Técnicas de prevenção são, da mesma forma, aplicáveis a software. Certa vez trabalhei em um projeto no qual registrei uma porção de erros em vários componentes que usavam uma função de uma biblioteca incorretamente. O erro era fácil de acontecer e não provocava uma bug trivial, mas causava um memory leak que ocasionava um erro de performance considerável. Após detectar o problema, escrevi um script para verificar todas as ocorrências do mesmo erro no código fonte. Uma vez que esses bugs foram documentados, adicionei esse script a uma lista de verificações a serem feias quando um desenvolvedor adiciona código à aplicação. Se não evitei a primeira ocorrência desse bug, por outro lado, com o script, demos um jeito desse bug nunca mais voltar a aparecer na aplicação. Mais adiante, por causa das verificações realizadas, os desenvolvedores aprenderam a usar corretamente a função da biblioteca.

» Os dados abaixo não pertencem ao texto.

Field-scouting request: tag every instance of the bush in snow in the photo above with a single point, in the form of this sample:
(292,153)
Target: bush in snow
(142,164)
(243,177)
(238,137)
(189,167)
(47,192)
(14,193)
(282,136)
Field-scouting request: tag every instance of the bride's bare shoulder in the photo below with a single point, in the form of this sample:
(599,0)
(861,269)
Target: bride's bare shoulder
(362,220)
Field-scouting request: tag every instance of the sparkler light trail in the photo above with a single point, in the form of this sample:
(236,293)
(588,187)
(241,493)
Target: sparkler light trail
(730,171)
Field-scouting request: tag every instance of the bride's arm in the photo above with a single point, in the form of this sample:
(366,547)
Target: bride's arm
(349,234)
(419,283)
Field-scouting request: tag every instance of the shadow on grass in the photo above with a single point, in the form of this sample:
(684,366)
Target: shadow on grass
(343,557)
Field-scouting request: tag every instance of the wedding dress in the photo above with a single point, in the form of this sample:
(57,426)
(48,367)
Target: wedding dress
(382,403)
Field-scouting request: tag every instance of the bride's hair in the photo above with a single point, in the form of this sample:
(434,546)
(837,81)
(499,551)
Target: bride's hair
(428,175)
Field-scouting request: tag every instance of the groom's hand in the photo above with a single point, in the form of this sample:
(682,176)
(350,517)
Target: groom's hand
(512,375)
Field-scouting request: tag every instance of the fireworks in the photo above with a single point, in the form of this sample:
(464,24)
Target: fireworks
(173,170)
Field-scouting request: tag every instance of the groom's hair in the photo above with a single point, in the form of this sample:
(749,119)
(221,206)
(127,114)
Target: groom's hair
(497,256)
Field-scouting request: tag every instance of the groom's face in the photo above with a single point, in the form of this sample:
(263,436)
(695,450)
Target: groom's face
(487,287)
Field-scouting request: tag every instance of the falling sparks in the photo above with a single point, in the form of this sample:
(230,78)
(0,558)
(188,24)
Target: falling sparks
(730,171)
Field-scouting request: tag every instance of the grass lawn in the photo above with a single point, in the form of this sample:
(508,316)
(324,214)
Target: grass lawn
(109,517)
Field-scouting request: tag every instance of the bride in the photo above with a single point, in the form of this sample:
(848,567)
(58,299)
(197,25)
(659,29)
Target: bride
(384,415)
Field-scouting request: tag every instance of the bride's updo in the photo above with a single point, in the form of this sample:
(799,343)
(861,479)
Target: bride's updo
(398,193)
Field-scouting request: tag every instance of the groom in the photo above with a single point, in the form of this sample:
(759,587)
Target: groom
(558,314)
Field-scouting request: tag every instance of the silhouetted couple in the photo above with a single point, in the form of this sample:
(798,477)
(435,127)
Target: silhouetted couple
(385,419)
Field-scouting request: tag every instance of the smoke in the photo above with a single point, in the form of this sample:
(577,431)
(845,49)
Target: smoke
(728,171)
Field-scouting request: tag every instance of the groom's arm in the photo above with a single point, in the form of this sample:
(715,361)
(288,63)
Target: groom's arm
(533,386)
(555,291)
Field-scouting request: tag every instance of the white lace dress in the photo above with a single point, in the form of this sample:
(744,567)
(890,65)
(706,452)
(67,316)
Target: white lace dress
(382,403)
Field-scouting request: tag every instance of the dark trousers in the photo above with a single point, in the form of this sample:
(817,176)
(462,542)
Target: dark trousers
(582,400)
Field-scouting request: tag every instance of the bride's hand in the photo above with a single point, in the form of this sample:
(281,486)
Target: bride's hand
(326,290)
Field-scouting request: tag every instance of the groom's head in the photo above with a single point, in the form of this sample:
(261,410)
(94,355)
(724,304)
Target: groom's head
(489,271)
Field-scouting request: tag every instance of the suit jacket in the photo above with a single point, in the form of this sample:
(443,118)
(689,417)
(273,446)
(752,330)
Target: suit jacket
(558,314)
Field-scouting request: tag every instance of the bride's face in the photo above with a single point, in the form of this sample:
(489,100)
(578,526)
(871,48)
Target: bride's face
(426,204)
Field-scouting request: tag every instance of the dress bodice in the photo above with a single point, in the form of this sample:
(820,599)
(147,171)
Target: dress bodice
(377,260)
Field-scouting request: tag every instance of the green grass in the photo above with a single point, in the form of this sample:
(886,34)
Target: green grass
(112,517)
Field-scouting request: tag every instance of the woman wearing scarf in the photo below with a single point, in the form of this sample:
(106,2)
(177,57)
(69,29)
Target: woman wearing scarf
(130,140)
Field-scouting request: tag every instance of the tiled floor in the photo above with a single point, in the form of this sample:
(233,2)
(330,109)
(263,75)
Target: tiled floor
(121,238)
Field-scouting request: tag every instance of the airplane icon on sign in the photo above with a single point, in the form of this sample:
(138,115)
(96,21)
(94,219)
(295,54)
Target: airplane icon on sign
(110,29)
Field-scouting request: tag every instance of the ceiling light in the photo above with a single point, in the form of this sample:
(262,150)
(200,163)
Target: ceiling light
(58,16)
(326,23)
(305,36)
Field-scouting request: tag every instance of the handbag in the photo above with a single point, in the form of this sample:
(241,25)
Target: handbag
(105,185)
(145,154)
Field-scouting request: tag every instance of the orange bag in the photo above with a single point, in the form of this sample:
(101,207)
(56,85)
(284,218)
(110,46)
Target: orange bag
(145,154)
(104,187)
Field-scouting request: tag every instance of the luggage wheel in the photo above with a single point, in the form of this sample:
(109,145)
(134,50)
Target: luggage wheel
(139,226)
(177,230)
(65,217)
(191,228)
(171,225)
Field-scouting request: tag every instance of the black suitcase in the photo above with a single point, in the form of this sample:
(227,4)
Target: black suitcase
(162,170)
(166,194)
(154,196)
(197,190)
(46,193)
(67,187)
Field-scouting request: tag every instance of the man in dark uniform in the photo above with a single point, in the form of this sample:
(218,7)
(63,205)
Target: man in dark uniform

Após o sucesso dessa iniciativa, sempre que encontrávamos um bug que poderia ser detectado automaticamente através de códigos, escrevíamos uma rotina e transformávamos a detecção em uma prevenção adicionado essa rotina à lista de verificações. Quando o produto foi lançado, existiam dezenas de scripts de verificação prevenindo centenas de bugs.

Técnicas de prevenção não precisam ser ferramentas. Recentemente estava trabalhando em um projeto no qual havia uma quantidade relevante de erros relacionados a projeto/arquitetura num time de uma área específica. Não conseguiria eliminar os erros através de uma detecção automática, no entanto, estava convencido de que uma revisão de código informal teria percebido estes erros. Mostrei os erros ao gerente da área e ele concordou com minha avaliação. Logo depois ele iniciou a requerer revisão de código para todas as novas alterações de projeto. Após isso, vi pouquíssimos erros de projeto daquele time. Melhor ainda, outros erros que eu não teria encontrado também foram prevenidos.

Prevenção de defeitos definitivamente exige investigação da causa raiz do bug. Existem muitas formas de determinar a origem de um incidente, no entanto tive uma grande sucesso usando uma estratégia muito mais simplificada de análise. A melhor parte da minha técnica é agir como uma criança de 3 anos de idade, perguntando tantos “Porquês” quantos forem necessários para chegar ao ponto no qual posso aplicar a técnica de prevenção: Por que esse bug aconteceu? Por que essa função em particular foi usada? Por que foi possível que essa função fosse usada incorretamente? Por que esse erro não foi pego no Code Review? Posso garantir que essas perguntas irão desvendar uma técnica de prevenção para cada bug, e cada técnica de prevenção que você encontrar e implementar reduzirá significantemente os erros que você irá encontrar em momentos posteriores.

Software continuará a ter bug nos anos vindouros. Posso aceitar esse fato, mas não posso aceitar o grande número de bugs que permitimos — e esperamos — que os testadores encontrem. Se queremos levar Qualidade a sério, é tempo de nos cansarmos de encontrar bugs e começar a preveni-los de acontecer em primeiro lugar.